Habituellement, le blocage créatif, la panique papelarde et la paralysie romancière, sont plutôt l’apanage de l’auteure qui a connu un premier succès, de l’écrivain qui a vendu plus d’exemplaires que prévu. Face à la réussite inattendue et à la pression de l’éditeur, voilà que surgit l’angoisse de la page blanche. Enfin, c’est ce qu’on se plaît à montrer dans les films.
Dans Le malaimant, cinquième ouvrage de Michèle Vinet, qui est publié chez L’Interligne, tout va de travers pour le pauvre Aurel. Dans le but de décrire, de raconter, de magnifier et d’immortaliser le superbe amour qu’il croit vivre avec Blanche, il s’achète un cahier « blanc » et tente l’expérience de la plume pour une première fois. Mais voilà qu’il bute, qu’il hésite, qu’il paralyse, non seulement devant la page blanche, mais devant le cahier blanc au complet. Quelle puissance, tout de même dans une simple feuille de papier ! Ce cahier devient son boulet et finit par prendre toute la place dans sa vie, en commençant par la place de Blanche.
Pour surmonter sa déchéance, Aurel sollicitera l’aide et le soutien de tout ce qui s’approche de près ou de loin d’un guérisseur : rebouteux, médecin, chaman.

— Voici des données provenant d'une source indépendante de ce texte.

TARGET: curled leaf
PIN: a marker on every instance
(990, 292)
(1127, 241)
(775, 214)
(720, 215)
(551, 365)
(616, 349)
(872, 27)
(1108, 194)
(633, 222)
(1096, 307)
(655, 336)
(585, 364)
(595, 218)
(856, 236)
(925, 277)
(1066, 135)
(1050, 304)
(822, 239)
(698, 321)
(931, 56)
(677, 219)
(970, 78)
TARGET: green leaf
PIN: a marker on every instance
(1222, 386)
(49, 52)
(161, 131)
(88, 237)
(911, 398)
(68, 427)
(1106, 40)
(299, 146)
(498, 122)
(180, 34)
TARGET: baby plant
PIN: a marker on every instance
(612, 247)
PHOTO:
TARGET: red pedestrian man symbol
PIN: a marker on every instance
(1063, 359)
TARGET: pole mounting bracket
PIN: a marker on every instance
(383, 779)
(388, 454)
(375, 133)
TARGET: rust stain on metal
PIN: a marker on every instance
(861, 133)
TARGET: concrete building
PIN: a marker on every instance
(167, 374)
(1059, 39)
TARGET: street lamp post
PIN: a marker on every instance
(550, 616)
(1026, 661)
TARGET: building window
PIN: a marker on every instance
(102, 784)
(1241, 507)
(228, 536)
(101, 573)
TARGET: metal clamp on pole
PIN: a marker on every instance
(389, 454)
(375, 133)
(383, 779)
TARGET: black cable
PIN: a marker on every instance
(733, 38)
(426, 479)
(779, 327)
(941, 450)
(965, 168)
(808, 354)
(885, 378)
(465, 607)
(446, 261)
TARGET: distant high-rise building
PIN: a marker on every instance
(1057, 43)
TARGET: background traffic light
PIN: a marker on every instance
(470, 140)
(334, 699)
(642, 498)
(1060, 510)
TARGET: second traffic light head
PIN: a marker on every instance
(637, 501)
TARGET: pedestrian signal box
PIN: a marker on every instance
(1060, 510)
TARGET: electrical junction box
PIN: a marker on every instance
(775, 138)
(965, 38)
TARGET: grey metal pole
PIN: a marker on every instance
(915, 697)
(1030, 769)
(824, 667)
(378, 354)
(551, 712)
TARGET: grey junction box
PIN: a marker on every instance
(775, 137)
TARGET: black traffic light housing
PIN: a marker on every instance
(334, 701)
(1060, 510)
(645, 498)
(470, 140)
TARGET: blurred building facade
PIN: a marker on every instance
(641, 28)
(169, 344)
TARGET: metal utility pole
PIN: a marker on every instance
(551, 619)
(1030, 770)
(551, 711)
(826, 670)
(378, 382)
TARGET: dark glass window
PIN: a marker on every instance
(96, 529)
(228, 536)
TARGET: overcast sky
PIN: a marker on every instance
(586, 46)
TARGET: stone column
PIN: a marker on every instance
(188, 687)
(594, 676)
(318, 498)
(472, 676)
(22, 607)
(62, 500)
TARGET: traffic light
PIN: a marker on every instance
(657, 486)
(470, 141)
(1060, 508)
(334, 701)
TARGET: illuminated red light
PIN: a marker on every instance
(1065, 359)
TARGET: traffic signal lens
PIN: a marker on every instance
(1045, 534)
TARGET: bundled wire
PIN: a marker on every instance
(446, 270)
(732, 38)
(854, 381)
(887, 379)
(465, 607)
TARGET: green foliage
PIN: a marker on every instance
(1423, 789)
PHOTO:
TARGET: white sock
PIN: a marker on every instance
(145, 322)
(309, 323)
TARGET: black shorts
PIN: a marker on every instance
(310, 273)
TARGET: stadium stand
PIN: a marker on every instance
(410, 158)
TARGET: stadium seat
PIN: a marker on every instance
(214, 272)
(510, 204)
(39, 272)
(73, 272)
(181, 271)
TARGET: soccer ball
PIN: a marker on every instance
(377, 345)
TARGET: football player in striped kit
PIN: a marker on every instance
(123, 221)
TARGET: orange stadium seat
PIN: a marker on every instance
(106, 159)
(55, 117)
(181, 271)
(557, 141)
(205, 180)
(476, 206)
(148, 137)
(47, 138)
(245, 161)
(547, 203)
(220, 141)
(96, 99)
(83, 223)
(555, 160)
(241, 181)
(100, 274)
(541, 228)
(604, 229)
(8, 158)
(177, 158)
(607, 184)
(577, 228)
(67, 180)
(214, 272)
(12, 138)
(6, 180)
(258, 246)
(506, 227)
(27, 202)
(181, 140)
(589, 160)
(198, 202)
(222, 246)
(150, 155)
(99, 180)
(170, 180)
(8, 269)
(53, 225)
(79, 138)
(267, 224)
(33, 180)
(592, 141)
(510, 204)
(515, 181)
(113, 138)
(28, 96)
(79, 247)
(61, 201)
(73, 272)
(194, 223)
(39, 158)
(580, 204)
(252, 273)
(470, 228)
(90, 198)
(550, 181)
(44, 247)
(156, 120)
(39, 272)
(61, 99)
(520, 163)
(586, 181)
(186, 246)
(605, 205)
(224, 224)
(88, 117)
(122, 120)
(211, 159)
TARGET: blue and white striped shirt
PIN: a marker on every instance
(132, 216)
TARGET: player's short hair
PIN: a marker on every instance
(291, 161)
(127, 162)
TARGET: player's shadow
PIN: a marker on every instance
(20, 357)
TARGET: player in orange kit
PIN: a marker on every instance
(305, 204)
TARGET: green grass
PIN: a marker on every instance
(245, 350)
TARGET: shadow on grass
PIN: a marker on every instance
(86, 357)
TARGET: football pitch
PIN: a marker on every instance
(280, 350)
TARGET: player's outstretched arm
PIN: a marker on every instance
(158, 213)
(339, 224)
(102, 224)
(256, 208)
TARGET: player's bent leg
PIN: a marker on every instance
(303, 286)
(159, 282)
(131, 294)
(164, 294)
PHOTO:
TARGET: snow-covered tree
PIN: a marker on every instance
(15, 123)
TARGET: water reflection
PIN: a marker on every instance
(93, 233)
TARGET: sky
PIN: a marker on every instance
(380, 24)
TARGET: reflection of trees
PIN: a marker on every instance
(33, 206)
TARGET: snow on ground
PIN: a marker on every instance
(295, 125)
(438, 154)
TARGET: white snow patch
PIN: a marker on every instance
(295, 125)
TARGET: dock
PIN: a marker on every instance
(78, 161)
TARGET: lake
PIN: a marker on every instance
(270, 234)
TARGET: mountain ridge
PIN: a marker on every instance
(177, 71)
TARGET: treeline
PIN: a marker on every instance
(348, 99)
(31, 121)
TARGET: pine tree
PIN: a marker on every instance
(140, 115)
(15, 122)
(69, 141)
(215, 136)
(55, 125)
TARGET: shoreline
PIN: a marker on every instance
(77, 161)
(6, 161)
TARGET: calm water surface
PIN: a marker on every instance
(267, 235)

Mais quel mal souhaite-t-il guérir? L’incapacité à écrire ou la peur de l’engagement ? Devra-t-il aller jusqu’aux enfers pour libérer sa main gauche et noircir enfin les pages de ce maudit cahier ?
Si on devait classer ce roman dans une catégorie, peut-être parlerait-on de poésie initiatique. C’est au plus profond de lui-même et jusqu’au bout de ses forces qu’ira notre héros dans un décor propice au rêve et à l’évasion.
Avec un vocabulaire chatoyant et une savoureuse panoplie de mot-valise et de néologismes, Vinet nous raconte la forêt, les saisons, Blanche, Aurel, le médecin épicurien, le rebouteux vieillissant, le chamane insaisissable et Cadet-Roussel, le chat. Laissez-vous emporter.